Strategic goals are of no use if you can’t tell whether they have been accomplished. A measurement program is an essential element in the strategic arsenal. In this month’s issue of Strategic Software Engineering, I will explore some issues about measurement and effective strategic metrics. I will discuss some specific metrics but also how to setup a measurement program that addresses your needs.
I once sat through a presentation of the metrics group for a rather large project. By the time the report was completed I knew how many lines of code had been written so far, the number of defects detected, the number of use cases written, and I had mentally drafted a column (for another journal at that time). I was very grateful when the project manager looked at the presenter and said, “yes, but how are we doing?” No doubt, the report had given an accurate description of the project but it had not provided any information that could be used to afirm the present direction of the project or to make corrections to that direction.
Descriptive metrics, which simply summarize a set of measurements, are intended to describe “what is.” Descriptive metrics can be useful to quickly give an overview of the current situation. They can be made even more useful when used as a basis for comparison, discovering trends, and summarizing large quantities of more detailed measures. Descriptive metrics must usually be interpreted in the context of some model of the ideal domain such as “All variables will be private.”

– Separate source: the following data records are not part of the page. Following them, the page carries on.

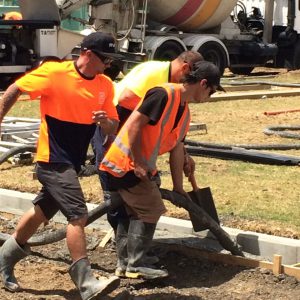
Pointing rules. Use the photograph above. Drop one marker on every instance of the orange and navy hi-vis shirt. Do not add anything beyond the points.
(66, 104)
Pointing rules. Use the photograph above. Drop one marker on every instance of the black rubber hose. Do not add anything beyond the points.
(280, 130)
(175, 198)
(16, 150)
(296, 85)
(57, 235)
(245, 146)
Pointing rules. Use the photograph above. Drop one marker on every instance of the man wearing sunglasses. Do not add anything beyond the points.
(158, 125)
(74, 98)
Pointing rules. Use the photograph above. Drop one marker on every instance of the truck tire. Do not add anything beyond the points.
(214, 53)
(296, 59)
(169, 50)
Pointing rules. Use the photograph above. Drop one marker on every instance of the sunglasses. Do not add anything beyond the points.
(106, 60)
(212, 90)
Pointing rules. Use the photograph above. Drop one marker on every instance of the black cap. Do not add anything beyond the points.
(101, 43)
(209, 71)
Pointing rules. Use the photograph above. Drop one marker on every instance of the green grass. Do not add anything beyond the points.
(265, 193)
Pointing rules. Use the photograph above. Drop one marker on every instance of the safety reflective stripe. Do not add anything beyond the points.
(153, 156)
(122, 147)
(185, 124)
(113, 167)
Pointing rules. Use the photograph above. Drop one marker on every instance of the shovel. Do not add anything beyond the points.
(203, 198)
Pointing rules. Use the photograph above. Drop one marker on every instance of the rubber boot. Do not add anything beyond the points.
(140, 236)
(89, 287)
(121, 245)
(10, 254)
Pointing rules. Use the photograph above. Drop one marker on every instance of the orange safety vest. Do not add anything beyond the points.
(13, 15)
(155, 139)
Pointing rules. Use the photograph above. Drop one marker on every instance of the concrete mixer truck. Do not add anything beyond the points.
(236, 34)
(230, 33)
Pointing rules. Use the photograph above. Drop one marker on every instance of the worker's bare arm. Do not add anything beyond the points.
(128, 95)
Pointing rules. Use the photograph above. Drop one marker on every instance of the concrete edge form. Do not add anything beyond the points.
(262, 245)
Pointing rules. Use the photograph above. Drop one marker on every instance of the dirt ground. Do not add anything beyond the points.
(44, 275)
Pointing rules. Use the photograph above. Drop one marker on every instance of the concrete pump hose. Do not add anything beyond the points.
(16, 150)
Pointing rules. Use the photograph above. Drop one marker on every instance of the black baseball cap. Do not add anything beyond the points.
(209, 71)
(101, 43)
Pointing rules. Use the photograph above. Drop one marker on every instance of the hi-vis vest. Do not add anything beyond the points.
(156, 139)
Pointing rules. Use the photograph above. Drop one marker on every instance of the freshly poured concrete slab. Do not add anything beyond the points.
(262, 245)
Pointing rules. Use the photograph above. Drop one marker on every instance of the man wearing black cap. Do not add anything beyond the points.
(74, 98)
(158, 125)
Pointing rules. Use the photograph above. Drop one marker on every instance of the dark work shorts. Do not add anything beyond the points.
(61, 191)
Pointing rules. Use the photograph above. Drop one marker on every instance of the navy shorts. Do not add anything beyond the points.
(61, 191)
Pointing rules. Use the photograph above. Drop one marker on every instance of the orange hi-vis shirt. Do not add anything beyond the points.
(66, 105)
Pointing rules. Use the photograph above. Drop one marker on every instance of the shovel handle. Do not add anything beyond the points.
(193, 182)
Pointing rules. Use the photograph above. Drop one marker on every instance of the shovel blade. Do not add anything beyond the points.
(203, 197)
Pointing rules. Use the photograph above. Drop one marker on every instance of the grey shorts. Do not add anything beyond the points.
(61, 191)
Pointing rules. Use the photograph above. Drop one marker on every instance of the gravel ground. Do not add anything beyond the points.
(44, 275)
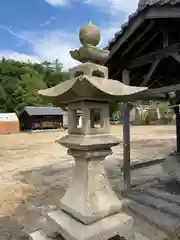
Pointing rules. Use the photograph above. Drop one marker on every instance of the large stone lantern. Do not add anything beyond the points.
(89, 209)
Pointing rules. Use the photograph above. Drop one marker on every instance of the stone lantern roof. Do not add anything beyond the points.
(89, 81)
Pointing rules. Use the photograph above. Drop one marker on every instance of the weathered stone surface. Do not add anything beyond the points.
(104, 229)
(89, 142)
(89, 69)
(90, 197)
(172, 165)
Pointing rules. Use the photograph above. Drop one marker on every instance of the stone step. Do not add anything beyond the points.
(134, 236)
(166, 223)
(164, 195)
(155, 202)
(38, 235)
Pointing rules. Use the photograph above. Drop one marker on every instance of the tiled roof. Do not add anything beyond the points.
(42, 111)
(142, 5)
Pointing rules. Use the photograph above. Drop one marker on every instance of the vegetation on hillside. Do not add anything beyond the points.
(20, 81)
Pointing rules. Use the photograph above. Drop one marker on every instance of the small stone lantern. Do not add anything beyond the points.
(89, 209)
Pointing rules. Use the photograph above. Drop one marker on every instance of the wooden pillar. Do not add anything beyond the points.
(177, 129)
(126, 137)
(176, 110)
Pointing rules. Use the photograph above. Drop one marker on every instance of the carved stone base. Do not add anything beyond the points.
(172, 165)
(90, 197)
(72, 229)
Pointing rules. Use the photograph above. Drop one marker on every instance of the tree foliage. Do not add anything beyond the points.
(19, 83)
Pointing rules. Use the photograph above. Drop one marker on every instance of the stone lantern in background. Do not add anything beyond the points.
(89, 209)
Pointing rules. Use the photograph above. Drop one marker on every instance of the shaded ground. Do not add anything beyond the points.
(35, 171)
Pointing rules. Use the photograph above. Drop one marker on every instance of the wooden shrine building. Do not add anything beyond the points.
(146, 52)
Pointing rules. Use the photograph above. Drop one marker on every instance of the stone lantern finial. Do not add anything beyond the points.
(90, 37)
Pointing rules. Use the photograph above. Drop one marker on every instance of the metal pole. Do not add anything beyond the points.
(126, 137)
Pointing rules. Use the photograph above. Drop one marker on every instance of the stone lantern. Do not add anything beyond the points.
(89, 209)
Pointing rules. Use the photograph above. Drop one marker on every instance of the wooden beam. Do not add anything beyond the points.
(150, 73)
(133, 27)
(138, 38)
(148, 42)
(126, 137)
(163, 12)
(151, 57)
(165, 37)
(176, 56)
(138, 52)
(166, 89)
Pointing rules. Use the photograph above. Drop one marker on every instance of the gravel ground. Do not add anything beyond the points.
(35, 171)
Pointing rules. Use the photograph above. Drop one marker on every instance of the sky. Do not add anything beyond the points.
(43, 30)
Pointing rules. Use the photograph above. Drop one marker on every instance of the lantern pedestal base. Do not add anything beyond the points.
(71, 229)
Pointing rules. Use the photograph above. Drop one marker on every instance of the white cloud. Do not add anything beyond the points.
(18, 56)
(115, 6)
(49, 45)
(55, 3)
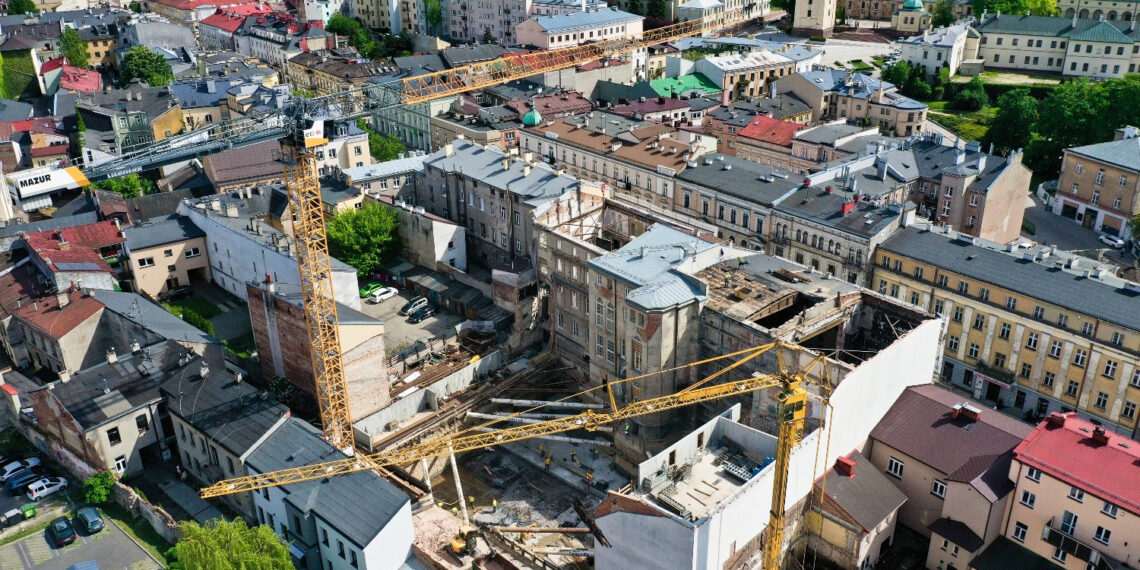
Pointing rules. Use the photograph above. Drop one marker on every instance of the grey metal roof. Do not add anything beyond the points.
(1124, 153)
(649, 262)
(869, 496)
(151, 316)
(758, 184)
(485, 164)
(580, 19)
(162, 230)
(358, 505)
(231, 413)
(1050, 284)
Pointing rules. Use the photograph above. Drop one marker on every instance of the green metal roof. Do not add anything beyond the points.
(684, 83)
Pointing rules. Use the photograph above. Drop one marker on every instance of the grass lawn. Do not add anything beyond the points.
(201, 306)
(137, 528)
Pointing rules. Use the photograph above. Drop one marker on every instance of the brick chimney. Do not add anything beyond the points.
(845, 466)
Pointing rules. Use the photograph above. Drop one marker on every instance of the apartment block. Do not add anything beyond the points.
(1076, 497)
(1099, 186)
(835, 94)
(1032, 331)
(1073, 47)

Prescriptive metrics provide guidance for decision making by producing results which convey an explicit value judgement. Where a descriptive metric might say “The current value is 12 lines of code per day”, a prescriptive metric says “Programmer productivity improved 12%.” Prescriptive metrics are sometimes computed by combining several measurements of descriptive metrics according to some formula. Programmer productivity improvement would be computed by comparing current productivity with some previous value.
One of the frustrations for project managers is the need for historic data – benchmarks – that can be used to interpret the meaning of descriptive measures or to compute prescriptive metrics. Industry standard benchmarks have not been widely used in software engineering due to the complex nature of the context that affects the value that is produced. However, some models, such as COCOMO [Boehm 00] are accompanied by default values. There are so many factors that affect the qualities of a software development process that the most effective metrics are ones that measure your process now against your process previously. Most metric programs begin by collecting descriptive measures and eventually use these values to compute metrics that are useful in decision making.

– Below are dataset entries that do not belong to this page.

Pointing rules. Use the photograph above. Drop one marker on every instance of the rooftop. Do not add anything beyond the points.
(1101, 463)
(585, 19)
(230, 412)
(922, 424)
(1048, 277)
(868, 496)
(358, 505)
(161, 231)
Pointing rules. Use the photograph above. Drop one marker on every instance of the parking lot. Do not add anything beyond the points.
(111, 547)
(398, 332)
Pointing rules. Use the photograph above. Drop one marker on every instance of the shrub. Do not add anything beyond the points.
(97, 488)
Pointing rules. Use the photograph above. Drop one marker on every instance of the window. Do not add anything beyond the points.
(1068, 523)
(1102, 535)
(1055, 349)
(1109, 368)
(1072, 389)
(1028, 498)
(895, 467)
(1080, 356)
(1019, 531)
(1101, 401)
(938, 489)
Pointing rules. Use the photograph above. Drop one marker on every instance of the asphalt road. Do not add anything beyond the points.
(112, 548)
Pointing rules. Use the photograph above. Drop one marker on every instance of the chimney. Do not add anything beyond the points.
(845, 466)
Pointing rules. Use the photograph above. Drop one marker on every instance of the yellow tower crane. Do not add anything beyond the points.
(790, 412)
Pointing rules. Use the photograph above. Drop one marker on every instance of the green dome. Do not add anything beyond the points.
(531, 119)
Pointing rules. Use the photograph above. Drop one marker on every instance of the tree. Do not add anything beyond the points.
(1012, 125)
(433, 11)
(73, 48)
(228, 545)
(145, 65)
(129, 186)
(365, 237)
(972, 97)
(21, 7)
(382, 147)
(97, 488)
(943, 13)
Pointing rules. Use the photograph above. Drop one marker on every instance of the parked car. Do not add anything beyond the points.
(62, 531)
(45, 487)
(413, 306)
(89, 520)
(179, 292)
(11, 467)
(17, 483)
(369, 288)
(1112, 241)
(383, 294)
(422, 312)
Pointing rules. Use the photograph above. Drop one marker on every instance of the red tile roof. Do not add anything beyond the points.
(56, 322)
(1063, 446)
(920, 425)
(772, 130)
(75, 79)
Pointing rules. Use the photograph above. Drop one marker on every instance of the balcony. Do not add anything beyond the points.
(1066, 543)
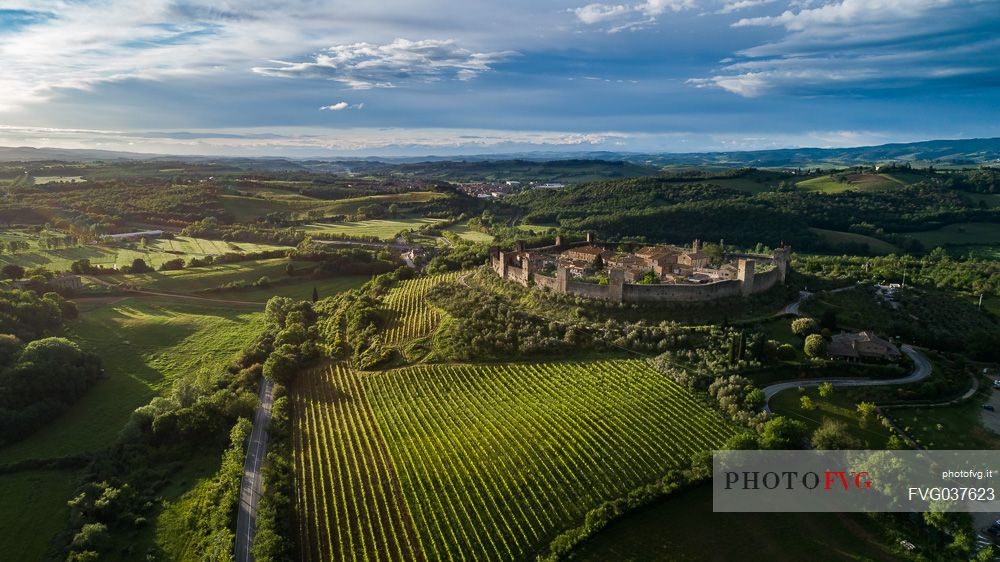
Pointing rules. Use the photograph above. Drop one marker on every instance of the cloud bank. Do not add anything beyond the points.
(363, 66)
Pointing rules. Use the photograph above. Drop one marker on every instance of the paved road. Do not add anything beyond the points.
(921, 369)
(250, 485)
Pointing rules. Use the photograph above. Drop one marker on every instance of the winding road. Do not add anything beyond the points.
(250, 485)
(921, 369)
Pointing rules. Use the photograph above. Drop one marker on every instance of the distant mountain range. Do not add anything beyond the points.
(960, 152)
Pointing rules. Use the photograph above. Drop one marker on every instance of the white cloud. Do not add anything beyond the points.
(740, 5)
(657, 7)
(622, 17)
(860, 46)
(597, 13)
(366, 65)
(73, 44)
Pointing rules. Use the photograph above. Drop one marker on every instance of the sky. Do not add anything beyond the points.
(315, 78)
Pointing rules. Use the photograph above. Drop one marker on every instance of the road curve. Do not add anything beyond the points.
(921, 369)
(250, 485)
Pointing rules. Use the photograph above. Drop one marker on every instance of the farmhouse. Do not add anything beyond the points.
(678, 274)
(861, 346)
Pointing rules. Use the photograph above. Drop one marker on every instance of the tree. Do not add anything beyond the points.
(826, 389)
(866, 413)
(139, 265)
(833, 434)
(745, 441)
(782, 433)
(786, 352)
(815, 345)
(12, 271)
(802, 327)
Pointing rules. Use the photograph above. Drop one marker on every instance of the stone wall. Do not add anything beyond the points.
(681, 293)
(765, 281)
(750, 280)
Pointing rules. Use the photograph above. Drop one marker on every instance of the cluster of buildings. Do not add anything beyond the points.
(668, 263)
(487, 190)
(651, 273)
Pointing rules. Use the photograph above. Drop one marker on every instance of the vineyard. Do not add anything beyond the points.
(411, 316)
(480, 462)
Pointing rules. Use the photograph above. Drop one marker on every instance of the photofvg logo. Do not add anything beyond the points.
(789, 480)
(855, 481)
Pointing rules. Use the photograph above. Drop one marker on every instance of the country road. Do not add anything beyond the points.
(921, 369)
(250, 485)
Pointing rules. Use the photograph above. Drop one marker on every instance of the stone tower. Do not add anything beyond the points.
(745, 273)
(616, 284)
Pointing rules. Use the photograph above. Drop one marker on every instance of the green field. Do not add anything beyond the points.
(875, 246)
(466, 233)
(197, 279)
(991, 200)
(33, 511)
(836, 407)
(157, 252)
(960, 234)
(483, 462)
(248, 209)
(383, 229)
(949, 427)
(42, 180)
(863, 182)
(684, 528)
(145, 344)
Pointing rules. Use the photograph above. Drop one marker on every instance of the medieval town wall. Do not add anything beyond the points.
(506, 265)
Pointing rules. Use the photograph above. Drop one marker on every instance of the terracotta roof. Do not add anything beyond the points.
(592, 250)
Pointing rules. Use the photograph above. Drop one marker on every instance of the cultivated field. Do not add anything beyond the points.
(247, 209)
(483, 462)
(146, 344)
(383, 229)
(466, 233)
(409, 315)
(875, 246)
(862, 182)
(966, 233)
(157, 252)
(195, 279)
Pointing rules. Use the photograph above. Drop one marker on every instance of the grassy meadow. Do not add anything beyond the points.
(383, 229)
(145, 344)
(298, 207)
(683, 527)
(875, 246)
(861, 182)
(960, 234)
(466, 233)
(157, 251)
(33, 511)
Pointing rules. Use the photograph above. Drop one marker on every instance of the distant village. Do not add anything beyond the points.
(650, 273)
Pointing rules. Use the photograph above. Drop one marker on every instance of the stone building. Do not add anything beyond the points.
(685, 275)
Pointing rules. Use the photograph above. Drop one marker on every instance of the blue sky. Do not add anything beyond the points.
(314, 78)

Having given Metrics 101, I will now focus on the strategic use of metrics in software product production. I will discuss ways to define effective metrics and to use the information provided by these measures to improve product production. While I will specify a few metrics, the most important contribution of this column will be to raise some questions that lead you to define your own metrics.

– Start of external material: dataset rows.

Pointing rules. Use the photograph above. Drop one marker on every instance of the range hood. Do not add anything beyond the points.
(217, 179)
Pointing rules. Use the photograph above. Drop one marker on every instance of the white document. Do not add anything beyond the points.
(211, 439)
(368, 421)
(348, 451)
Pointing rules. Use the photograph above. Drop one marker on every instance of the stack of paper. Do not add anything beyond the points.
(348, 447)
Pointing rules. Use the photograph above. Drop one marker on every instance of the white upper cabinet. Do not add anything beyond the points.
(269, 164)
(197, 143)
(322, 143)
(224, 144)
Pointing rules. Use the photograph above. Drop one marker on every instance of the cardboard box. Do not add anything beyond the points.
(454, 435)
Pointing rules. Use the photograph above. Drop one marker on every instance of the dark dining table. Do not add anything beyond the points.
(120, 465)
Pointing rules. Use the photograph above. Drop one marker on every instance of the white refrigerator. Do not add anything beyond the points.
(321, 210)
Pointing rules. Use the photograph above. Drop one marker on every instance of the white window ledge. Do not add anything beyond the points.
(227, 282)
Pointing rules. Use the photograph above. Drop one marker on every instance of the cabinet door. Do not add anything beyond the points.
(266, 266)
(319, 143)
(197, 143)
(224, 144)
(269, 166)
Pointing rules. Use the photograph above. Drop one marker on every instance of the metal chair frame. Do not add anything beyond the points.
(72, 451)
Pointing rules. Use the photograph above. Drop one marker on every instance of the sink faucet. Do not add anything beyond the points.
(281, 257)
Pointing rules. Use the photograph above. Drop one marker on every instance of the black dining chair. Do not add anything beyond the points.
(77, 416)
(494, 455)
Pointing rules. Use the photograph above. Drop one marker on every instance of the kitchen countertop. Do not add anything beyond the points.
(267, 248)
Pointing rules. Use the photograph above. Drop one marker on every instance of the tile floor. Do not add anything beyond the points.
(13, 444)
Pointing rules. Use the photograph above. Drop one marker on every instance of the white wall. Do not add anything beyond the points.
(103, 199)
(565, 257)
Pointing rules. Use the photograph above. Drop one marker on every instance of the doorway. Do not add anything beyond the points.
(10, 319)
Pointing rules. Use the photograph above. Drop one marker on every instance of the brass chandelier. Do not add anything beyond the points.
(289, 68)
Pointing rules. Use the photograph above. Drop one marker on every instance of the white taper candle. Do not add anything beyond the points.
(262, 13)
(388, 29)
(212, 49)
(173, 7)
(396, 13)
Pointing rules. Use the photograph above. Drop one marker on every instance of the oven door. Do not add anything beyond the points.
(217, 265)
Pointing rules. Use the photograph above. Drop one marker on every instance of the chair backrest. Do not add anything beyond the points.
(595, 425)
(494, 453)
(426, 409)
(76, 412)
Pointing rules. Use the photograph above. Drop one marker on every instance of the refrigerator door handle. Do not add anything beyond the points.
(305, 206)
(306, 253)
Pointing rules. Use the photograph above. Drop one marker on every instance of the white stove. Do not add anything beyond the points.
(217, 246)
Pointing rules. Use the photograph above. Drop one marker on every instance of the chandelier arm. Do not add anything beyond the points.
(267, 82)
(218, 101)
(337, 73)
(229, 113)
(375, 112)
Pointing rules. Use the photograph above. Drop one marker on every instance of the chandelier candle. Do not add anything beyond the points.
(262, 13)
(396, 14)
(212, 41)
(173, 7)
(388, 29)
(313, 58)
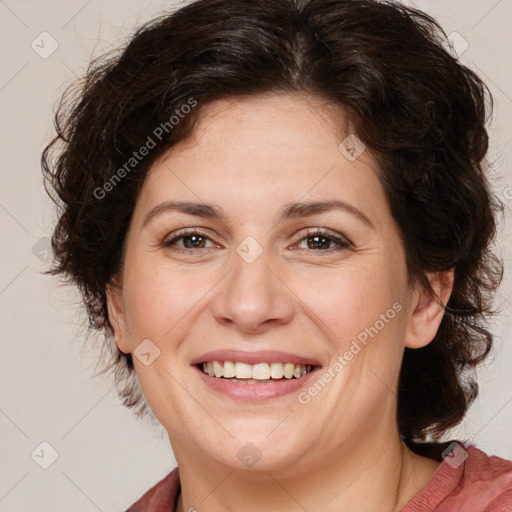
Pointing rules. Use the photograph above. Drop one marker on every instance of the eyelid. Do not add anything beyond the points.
(339, 239)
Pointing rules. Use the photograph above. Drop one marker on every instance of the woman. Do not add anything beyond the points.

GQM stands for the Goal-Question-Metric technique developed by Basili [Basili 99] for defining metrics. Several brief industrial strength examples of the technique are given at [Informit 05]. At a strategic level, goal satisfaction is a primary driving force. Every strategic metric begins with the need to track progress toward a specific goal.
Strategic is in the eye of the beholder. That is, strategic refers to encompassing some conceptual whole relative to the definer’s responsibilities. For a CEO, strategic goals are those that address the entire organization. For a project manager, strategic goals are those that address an entire project, but these are tactical, narrower in scope, from the perspective of the CEO.
Strategic by its nature also refers to a relatively longer time period than tactical, which encompasses some subset of the whole addressed by a strategic view. A time period that is considered long for the project manager will be viewed as a much shorter time period for the CEO. Strategic measures are less sensitive to short-term fluctuations and expose trends rather than incidents.
Tactical objectives often address some implementation of the strategy intended to satisfy the strategic goals. Since a tactical objective addresses a portion of a strategic goal it naturally has a much shorter time horizon than the strategic goal. Tactical objectives provide the short term reaction to longer term directions.
Tactical measures are gathered from a more constrained population and over a shorter time period than strategic measures. Progress on the reduce time to market goal can not be measured accurately until several products have been delivered. The tactical objective reduce time to productivity can be measured after a few programmers have been trained which would usually be a much shorter timeframe than delivering a set of products.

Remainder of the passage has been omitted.